Die IG Metall Hannover hat ein außergewöhnliches Geschichtsbuch herausgegeben, das die Menschen in den Mittelpunkt rückt, die in herkömmlichen Geschichtsbücher vergessen werden: die Arbeiterinnen und Arbeiter, die maßgeblich das Bild der Landeshauptstadt geprägt haben.

Von Lothar Pollähne

Der 30 August 1868 gilt als Gründungsdatum der hannöversch-lindener Metallarbeiter-Gewerkschaft. An diesem Tag treffen sich Metallarbeiter aus Preußens größten Industriedorf Linden im Gasthaus „Schwarzer Bär“ und gründen die „Vulkanunion“. Zum ersten Vorsitzenden wird Louis Schulze gewählt. Die lindener Metaller sind mit diesem Gründungsakt ein paar Tage schneller als der „Allgemeine Deutsche Arbeiterkongress“, der Anfang September 1868 in Berlin zwölf berufliche Arbeiterschaften gründet und den Sitz der Metallarbeiterschafft in Hannover ansiedelt.

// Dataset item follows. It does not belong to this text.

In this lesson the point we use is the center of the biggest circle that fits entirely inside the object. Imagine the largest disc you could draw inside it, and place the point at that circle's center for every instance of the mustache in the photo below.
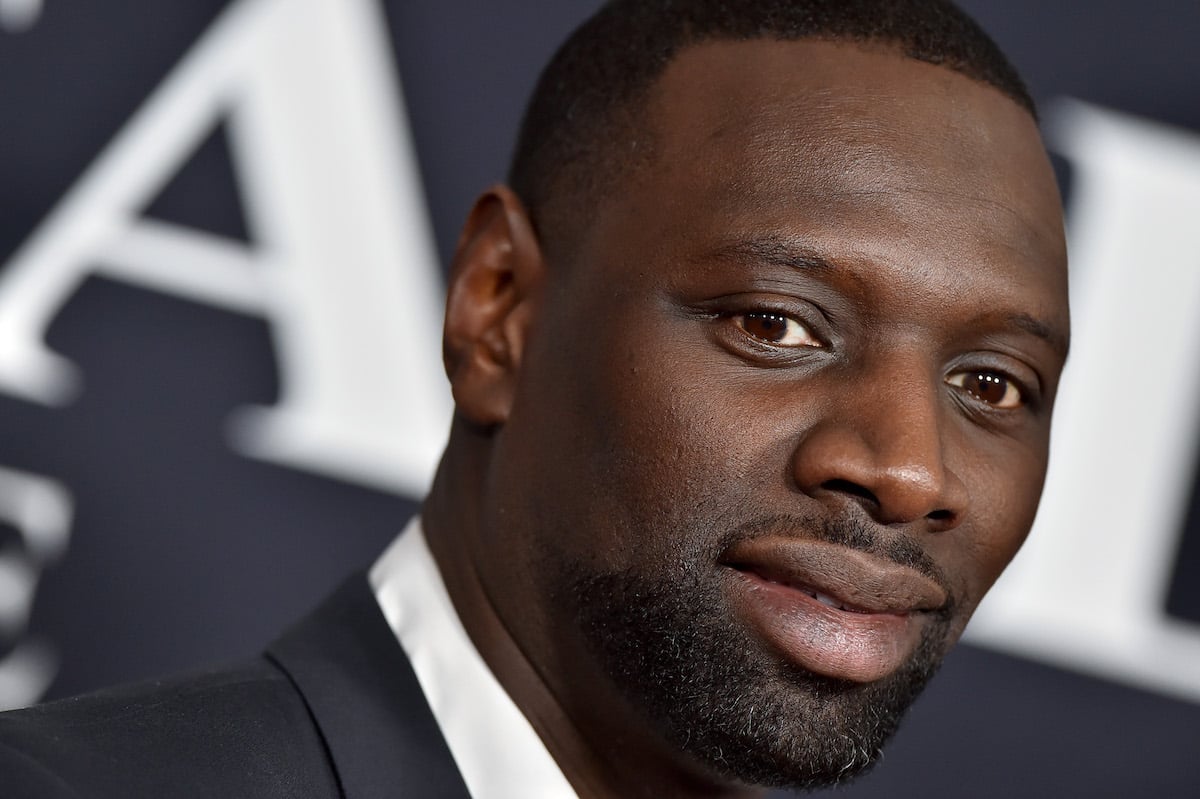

Zu deren Präsident wird Louis Schulze bestimmt. Ein Jahr später gründen die „Eisenacher“ um August Bebel und Wilhelm Liebknecht die „Internationale Gewerksgenossenschaft der Metallarbeiter“. Hannover wird zum Hauptsitz der neuen Gewerkschaft und gilt damit als Geburtsstätte der IG Metall.

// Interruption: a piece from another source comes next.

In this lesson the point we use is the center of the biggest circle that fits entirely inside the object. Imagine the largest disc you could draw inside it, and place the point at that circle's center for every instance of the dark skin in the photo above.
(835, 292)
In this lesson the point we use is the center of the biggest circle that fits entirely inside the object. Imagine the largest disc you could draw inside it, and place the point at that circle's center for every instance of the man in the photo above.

All dies ist nachzulesen in einem mächtigen Buch, das Peter Schulz 1990 im Auftrag der IG Metall herausgegeben hat. Es enthält „Dokumente und Bilder zur Geschichte der hannoverschen Arbeiterbewegung 1814 - 1949“ und trägt der Titel: „Nicht die Zeit, um auszuruhen.“ An dieses Motto hat sich die IG Metall Hannover gehalten und im Herbst 2021 die Fortschreibung dieser Erfolgsgeschichte für die Jahre von 1945 bis 2010 herausgegeben mit dem Titel „Streiten und gestalten“.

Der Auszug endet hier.